T: It's gotten very confusing. You know I think its easier for a lot of bands, because they sort of launch into a career maybe on their first record so they always get to say they're from X place, no matter where they live. And we've had a slow, gradual growth and during that time we've moved from D.C. to Philly to New York and spent a lot of time in all three of those places. And all three of us are from three different places. Ben is from Louisville, Kentucky. I'm from Richmond, Virginia. Jesse's from Boston. So that all combined makes an incredibly confusing biography and a incredibly confusing hometown sort of thing. I don't even know the answer, but it's starting to feel like every city on the east coast in a hometown show.


Z: Well that's definitely a good thing to have.

T: Yeah no it's very funny. You know there's always friends of the family at any given spot between Boston and Richmond, Virginia.


Z: So you're finishing up your summer tour with Tereau Tereau and company now. Then you just announced a fall tour with Motion City Soundtrack and you toured with Jack's Mannequin last winter. What are some of the thing you learned from those experiences or those musicians that you'll take with you into the future?

T: I mean I think every time we tour we pick up new things. One of the bands we learnt the most from is Guster. Just from seeing a group of guys who've known each other since college as a trio really felt like a reflection of who we are too. And seeing them you know twenty years into their career, they're still all really good friends. And their music has changed, but their fan base has stuck with them. I don't know seeing three guys who are still friends after that long still making great records with a fan base that's followed them all along the way, that's super inspiring for us. And you know we should be so lucky to have a career trajectory like them, they're such nice guys. They were a real inspiration.

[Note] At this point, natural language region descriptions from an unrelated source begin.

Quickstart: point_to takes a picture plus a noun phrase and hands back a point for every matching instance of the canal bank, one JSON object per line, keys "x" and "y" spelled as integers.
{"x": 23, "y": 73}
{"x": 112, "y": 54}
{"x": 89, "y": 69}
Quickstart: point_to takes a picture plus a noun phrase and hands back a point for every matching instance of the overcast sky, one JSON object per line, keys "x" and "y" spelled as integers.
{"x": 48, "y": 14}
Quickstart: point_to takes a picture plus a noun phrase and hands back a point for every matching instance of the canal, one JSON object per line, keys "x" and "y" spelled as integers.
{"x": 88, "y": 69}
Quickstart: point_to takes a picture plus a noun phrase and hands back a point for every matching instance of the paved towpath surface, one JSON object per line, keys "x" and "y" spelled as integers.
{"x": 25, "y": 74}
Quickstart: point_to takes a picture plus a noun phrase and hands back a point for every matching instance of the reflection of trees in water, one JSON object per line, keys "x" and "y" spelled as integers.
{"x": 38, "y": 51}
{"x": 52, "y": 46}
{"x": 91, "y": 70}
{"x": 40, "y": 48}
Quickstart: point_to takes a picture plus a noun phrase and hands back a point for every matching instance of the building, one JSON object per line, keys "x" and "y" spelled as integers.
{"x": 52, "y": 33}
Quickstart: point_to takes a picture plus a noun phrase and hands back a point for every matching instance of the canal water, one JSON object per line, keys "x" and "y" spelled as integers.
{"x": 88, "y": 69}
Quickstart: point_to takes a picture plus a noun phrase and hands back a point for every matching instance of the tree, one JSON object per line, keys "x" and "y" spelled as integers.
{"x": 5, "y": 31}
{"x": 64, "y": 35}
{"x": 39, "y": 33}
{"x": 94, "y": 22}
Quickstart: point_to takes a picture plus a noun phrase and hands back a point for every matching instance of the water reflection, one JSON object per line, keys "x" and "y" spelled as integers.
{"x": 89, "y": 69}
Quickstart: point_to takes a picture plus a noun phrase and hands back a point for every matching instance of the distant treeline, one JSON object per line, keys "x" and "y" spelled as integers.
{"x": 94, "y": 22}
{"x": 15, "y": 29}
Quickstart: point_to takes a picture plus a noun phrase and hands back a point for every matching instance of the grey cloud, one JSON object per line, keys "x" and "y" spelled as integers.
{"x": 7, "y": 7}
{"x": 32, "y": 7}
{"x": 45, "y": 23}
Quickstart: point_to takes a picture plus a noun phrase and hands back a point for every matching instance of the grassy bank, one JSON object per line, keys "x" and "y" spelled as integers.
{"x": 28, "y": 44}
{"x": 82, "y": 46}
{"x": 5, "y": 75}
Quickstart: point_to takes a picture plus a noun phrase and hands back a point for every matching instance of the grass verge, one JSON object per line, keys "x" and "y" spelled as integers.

Z So going back to the whole idea of Safe Travels-- if you could travel anywhere or tour anywhere or both, where would you go?

T: Hmmm. I have like too many answers to that. I've got a real travel bug so...I really want to tour...Japan. I think that would be totally awesome. I've never been and it would be so amazing to tour Japan. Our first record did come out in Japan, so we were all kind of waiting with baited breath to see if we would actually tour over there and it never ended up happening. So I would love to do that. I would love to tour South America. And I went to Alaska last summer and learned that there are some bands that kind of do an Alaska tour and they tour by boat and pull into various towns and everyone comes out, because it's so rare that outside entertainment comes through. So that would be really fun. I would love to do that.